Penulisan lima buku oleh Hasto Kristiyanto selama masa penahanan di Rumah Tahanan KPK. Dapat di lihat bukan sekadar aktivitas intelektual pribadi, tetapi juga mengandung kemungkinan Motif Ideologis maupun politis yang lebih dalam. Sebagai Sekretaris Jenderal PDI Perjuangan, Hasto di kenal sebagai sosok yang sangat dekat dengan garis ideologi partai. Terutama ajaran Bung Karno yang selalu ia angkat dalam berbagai kesempatan. Maka, kegiatan menulis selama di tahanan bisa di pahami sebagai upaya untuk terus menyuarakan nilai-nilai ideologis tersebut. Meskipun sedang dalam tekanan hukum. Penulisan buku menjadi cara mempertahankan wacana ideologis partai di ruang publik. Sekaligus menunjukkan bahwa dirinya tetap berpegang pada prinsip perjuangan meski dalam situasi sulit.

Di sisi lain, tidak dapat di pungkiri bahwa ada kemungkinan motif politis dalam proses ini. Dalam dunia politik Indonesia, menjaga eksistensi dan citra diri di mata publik sangat penting. Terlebih bagi tokoh sekelas Hasto yang memegang peran strategis dalam partai besar. Dengan menulis buku, ia tidak hanya menunjukkan bahwa dirinya tetap aktif.

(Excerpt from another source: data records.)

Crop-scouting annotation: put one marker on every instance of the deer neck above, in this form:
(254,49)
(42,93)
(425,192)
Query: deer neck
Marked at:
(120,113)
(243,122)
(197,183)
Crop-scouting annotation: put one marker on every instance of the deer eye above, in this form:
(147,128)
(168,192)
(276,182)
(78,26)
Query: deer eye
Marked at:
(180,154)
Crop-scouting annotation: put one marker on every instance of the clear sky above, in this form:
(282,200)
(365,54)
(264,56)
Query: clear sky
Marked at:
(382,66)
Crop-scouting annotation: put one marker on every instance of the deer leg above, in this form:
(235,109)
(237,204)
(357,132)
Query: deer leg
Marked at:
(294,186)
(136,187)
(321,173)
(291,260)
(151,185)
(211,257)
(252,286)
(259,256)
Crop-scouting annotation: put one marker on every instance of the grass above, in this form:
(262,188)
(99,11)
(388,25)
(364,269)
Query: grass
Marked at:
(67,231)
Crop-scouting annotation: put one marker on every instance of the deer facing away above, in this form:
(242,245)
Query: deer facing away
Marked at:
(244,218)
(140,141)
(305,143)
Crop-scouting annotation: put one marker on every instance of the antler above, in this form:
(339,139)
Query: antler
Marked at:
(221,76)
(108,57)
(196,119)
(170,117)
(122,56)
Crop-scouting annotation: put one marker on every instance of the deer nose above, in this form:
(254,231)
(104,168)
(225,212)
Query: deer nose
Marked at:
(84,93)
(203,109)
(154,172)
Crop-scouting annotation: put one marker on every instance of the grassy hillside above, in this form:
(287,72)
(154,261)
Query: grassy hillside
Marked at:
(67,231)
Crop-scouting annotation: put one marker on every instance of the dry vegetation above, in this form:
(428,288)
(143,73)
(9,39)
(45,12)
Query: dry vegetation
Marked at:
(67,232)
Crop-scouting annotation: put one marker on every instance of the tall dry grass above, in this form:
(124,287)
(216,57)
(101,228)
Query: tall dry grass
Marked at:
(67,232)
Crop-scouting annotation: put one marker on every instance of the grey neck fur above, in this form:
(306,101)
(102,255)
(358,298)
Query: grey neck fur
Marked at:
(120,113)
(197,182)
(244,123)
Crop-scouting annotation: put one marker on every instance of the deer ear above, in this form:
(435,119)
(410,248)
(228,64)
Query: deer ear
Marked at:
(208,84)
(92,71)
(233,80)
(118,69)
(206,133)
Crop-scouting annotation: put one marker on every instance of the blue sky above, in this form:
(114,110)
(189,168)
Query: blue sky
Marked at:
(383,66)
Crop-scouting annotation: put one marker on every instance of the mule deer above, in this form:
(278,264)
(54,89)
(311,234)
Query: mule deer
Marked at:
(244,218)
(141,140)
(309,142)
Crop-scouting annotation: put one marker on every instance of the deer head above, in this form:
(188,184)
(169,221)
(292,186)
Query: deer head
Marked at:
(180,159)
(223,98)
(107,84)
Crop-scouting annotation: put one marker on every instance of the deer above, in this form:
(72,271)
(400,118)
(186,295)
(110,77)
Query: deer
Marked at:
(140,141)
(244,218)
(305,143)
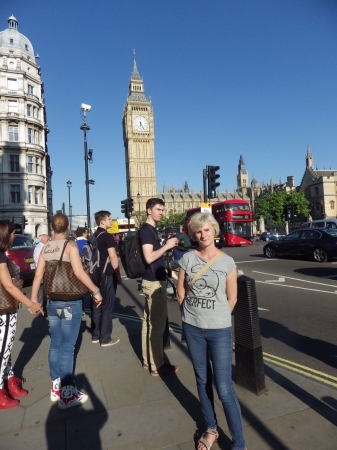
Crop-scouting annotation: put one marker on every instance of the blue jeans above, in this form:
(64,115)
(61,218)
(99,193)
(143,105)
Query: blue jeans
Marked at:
(215,345)
(64,322)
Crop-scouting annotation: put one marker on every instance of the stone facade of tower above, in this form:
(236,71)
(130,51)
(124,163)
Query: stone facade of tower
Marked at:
(25,173)
(138,135)
(320,188)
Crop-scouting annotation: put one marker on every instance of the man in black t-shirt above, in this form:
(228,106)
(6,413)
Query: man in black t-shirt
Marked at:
(108,264)
(154,290)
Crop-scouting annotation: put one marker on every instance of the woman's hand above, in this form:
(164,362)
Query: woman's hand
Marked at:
(97,298)
(35,308)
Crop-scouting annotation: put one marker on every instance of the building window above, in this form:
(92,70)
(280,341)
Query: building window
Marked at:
(13,133)
(30,164)
(37,191)
(12,106)
(12,84)
(14,163)
(15,193)
(30,193)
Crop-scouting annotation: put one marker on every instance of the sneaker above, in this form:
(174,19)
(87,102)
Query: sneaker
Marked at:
(81,396)
(55,390)
(112,342)
(71,396)
(165,369)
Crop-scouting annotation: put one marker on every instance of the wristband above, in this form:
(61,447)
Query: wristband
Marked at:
(96,292)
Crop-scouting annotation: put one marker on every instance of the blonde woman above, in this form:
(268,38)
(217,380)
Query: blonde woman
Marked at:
(10,385)
(64,316)
(206,307)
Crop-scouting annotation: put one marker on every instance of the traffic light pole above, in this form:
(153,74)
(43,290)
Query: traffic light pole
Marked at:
(205,175)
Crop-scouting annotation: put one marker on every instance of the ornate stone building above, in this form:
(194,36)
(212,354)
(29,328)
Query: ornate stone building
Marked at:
(320,188)
(138,135)
(25,173)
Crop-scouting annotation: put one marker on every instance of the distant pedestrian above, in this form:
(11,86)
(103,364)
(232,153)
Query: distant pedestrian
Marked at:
(44,238)
(108,262)
(154,290)
(81,238)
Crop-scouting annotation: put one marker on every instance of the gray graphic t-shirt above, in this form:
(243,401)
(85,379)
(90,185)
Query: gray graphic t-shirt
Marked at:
(206,304)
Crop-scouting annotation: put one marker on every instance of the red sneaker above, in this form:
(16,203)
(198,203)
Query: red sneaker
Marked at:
(13,386)
(5,401)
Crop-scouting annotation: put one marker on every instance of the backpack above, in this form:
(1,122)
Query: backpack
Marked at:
(90,257)
(132,258)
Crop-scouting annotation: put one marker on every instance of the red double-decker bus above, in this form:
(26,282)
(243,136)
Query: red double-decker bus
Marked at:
(234,218)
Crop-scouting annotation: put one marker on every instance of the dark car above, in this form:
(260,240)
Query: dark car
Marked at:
(317,244)
(21,253)
(264,236)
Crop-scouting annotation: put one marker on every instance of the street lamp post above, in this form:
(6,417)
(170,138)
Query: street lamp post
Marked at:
(69,184)
(87,157)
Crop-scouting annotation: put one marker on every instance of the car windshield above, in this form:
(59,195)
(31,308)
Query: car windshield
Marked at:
(331,231)
(21,242)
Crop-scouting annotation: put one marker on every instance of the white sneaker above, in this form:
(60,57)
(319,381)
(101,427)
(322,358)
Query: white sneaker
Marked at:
(71,396)
(55,390)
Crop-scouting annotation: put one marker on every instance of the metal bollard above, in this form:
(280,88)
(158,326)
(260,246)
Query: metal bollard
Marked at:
(166,336)
(248,345)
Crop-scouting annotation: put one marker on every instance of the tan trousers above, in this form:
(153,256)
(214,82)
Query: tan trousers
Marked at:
(155,314)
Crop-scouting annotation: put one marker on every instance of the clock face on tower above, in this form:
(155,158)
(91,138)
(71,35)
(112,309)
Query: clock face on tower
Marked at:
(140,123)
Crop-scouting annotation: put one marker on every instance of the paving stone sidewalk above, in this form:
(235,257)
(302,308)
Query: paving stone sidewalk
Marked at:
(130,410)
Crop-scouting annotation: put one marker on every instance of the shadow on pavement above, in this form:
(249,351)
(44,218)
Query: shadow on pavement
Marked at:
(83,429)
(32,338)
(316,348)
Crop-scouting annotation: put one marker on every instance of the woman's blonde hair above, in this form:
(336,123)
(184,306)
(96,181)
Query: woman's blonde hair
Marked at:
(201,219)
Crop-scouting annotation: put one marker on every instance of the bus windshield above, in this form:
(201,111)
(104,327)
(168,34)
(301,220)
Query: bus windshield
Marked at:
(243,229)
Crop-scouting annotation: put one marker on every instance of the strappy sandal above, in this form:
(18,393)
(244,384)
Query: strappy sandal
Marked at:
(203,441)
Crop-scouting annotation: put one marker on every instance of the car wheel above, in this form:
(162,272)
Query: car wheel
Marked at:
(269,251)
(319,255)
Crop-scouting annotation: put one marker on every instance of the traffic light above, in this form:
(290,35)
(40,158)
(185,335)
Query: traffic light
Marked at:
(125,207)
(24,222)
(212,183)
(130,206)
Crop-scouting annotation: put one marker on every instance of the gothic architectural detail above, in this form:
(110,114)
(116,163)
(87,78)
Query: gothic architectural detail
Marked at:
(25,173)
(320,188)
(138,135)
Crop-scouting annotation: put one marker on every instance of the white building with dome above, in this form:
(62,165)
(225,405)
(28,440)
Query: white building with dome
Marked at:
(25,173)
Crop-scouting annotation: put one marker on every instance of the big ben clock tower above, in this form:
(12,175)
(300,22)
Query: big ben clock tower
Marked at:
(138,135)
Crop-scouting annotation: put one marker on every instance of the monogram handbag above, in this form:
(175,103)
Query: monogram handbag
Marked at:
(60,281)
(8,304)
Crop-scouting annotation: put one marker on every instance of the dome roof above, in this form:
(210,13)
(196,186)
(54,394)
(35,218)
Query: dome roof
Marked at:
(13,39)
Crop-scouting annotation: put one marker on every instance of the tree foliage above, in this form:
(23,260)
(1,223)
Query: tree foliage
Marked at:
(272,205)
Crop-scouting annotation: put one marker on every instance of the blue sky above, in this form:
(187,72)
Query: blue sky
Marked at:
(226,77)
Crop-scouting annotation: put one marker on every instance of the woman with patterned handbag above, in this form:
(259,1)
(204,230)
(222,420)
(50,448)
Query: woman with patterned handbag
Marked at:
(207,293)
(66,283)
(10,296)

Tetapi juga menciptakan narasi tandingan atas situasi yang tengah ia hadapi. Melalui tulisan-tulisannya, Hasto bisa menyampaikan pembelaan tidak langsung. Menyisipkan pesan kepada para pendukung, atau bahkan membentuk opini publik terhadap proses hukum yang sedang berlangsung. Buku menjadi alat komunikasi politik yang halus namun efektif, terlebih jika di baca oleh kader partai, akademisi, dan media.

Selain itu, penulisan buku di tengah kasus hukum juga bisa di lihat sebagai bagian dari strategi jangka panjang. Dalam politik, persepsi sangat menentukan, dan seorang tokoh yang tetap produktif akan di nilai lebih kuat, visioner, dan berprinsip. Inilah sisi positif yang di tunjukkan Hasto Kristiyanto.